Devenir des fraternités missionnaires

Le 16 septembre, dans une ambiance de fête, nous avons accueilli notre archevêque, Monseigneur Le Gall. Nous étions rassemblés très nombreux pour manifester notre désir de faire ÉGLISE au moment de l’installation d’un nouveau curé. Un curé pour servir un peuple, mais surtout une communauté.

La communauté se construit jour après jour. Nous avons besoin de nous apprivoiser les uns les autres, mais aussi, et surtout, nous avons besoin ensemble de nous nourrir de la Parole et de l’exemple du Christ pour être vraiment les témoins de l’amour de Dieu auprès de ceux qui n’en ont pas encore fait l’expérience.

Il y a beaucoup d’engagements possibles et nécessaires pour la vie de notre communauté et sa mission, mais nous avons d’abord à rendre compte de l’espérance qui est en nous, là où nous sommes, en famille, avec les voisins, à l’école ou au travail et dans les différentes associations.

Les orientations pour les années à venir qui nous sont communiquées depuis quelques semaines vont dans ce sens : « des fraternités missionnaires dans des communautés de proximité ».

L’ensemble paroissial de Saint-Orens unifié par le père Bernard est encore tout jeune avec ses huit clochers. C’est un défi de croire et d’espérer que le Seigneur veut pour cette banlieue des communautés ouvertes, accueillantes et priantes, dans lesquelles de petites fraternités pourront naître.

Le nouveau pasteur que je suis s’émerveille de la vitalité priante et joyeuse des messes du dimanche. Je suis plein d’espérance pour aborder la mise en place de ce projet. Cela prendra du temps et demandera de la persévérance, mais si nous sommes convaincus qu’ainsi nous réalisons l’œuvre de Dieu, cela ne peut que se réaliser.

Dimanche après dimanche, nous sommes invités à nous rassembler pour l’Eucharistie dans des pôles stables. À la fin de la célébration, le prêtre dit : « Allez la messe est dite », « Allez dans la paix du Christ ». Notre vocation, notre mission est d’aller partout.

Une nouvelle EAP (Équipe d’Animation Pastorale) sera envoyée en mission le dimanche 10 décembre. Notre désir est de répondre présent à l’appel de l’évêque : mailler le territoire, tisser du lien, des liens pour que naissent des petites fraternités missionnaires de proximité.
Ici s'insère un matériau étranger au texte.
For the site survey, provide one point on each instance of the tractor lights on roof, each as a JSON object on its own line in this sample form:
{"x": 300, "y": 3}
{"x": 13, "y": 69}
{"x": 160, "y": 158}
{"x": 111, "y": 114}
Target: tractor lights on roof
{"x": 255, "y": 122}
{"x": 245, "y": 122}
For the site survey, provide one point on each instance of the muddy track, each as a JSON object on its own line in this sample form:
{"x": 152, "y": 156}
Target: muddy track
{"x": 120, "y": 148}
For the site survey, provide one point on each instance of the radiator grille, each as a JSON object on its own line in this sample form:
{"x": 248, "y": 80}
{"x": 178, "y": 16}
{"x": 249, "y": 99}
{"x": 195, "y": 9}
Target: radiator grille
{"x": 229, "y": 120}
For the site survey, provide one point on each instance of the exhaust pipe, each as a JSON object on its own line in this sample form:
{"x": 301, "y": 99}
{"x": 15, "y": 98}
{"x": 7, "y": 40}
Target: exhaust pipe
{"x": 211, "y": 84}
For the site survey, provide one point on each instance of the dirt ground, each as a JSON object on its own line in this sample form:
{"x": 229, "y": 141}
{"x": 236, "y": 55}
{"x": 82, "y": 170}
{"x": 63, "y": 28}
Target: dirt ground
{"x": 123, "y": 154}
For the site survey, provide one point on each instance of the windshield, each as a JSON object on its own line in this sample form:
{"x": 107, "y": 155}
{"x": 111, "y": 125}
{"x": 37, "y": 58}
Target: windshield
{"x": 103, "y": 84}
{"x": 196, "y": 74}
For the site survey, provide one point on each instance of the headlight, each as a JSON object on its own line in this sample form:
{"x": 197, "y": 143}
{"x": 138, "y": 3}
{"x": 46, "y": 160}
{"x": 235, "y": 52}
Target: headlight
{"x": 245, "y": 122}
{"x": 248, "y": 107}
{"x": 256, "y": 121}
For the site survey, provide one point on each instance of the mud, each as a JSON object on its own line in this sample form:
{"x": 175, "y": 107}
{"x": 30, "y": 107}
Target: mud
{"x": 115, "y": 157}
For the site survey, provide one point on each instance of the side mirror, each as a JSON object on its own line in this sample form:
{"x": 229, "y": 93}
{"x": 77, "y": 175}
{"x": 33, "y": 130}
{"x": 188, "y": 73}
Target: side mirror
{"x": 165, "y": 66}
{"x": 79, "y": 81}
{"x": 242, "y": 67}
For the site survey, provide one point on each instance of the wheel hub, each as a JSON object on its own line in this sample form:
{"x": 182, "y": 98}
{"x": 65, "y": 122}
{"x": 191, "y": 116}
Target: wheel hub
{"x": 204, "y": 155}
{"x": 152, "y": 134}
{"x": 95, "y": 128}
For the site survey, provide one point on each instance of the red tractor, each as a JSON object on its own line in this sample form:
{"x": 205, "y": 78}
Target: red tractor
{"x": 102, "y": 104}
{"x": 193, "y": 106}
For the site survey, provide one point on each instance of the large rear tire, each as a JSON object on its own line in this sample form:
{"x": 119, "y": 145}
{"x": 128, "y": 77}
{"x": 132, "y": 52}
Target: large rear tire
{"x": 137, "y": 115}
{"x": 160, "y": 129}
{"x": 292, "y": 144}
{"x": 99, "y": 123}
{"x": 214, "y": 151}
Je vous invite, vous qui goûtez et vivez de la parole de Dieu et de l’Eucharistie, à redonner vie dans les quartiers, les villages, les lieux de travail, etc., à vous retrouver dans les églises ou les maisons pour vivre fraternellement et prier.

Ainsi, petit à petit, des noyaux, des cellules seront visibles et fécondes parce que présentes, une présence habitée, signifiante.

C’est à nous, chrétiens d’aujourd’hui, d’être pour le Seigneur, proches des enfants, des jeunes, des femmes et des hommes qui vivent à côté de nous, en partageant leurs joies et leurs peines, et en les confiant à Dieu dans une prière personnelle et communautaire. « J’avais faim… J’étais en prison… J’étais nu… »

Le premier des sacrements, c’est l’Église

Jésus nous invite dans l’évangile de Saint Matthieu à prendre du temps pour être l’oreille de ceux qui ont besoin de dire, de se dire ; prendre encore du temps pour être la voix de ceux qui ont besoin d’une parole humaine, fraternelle, mais aussi empreinte d’espérance ; être la main de celui qui a besoin d’être accompagné.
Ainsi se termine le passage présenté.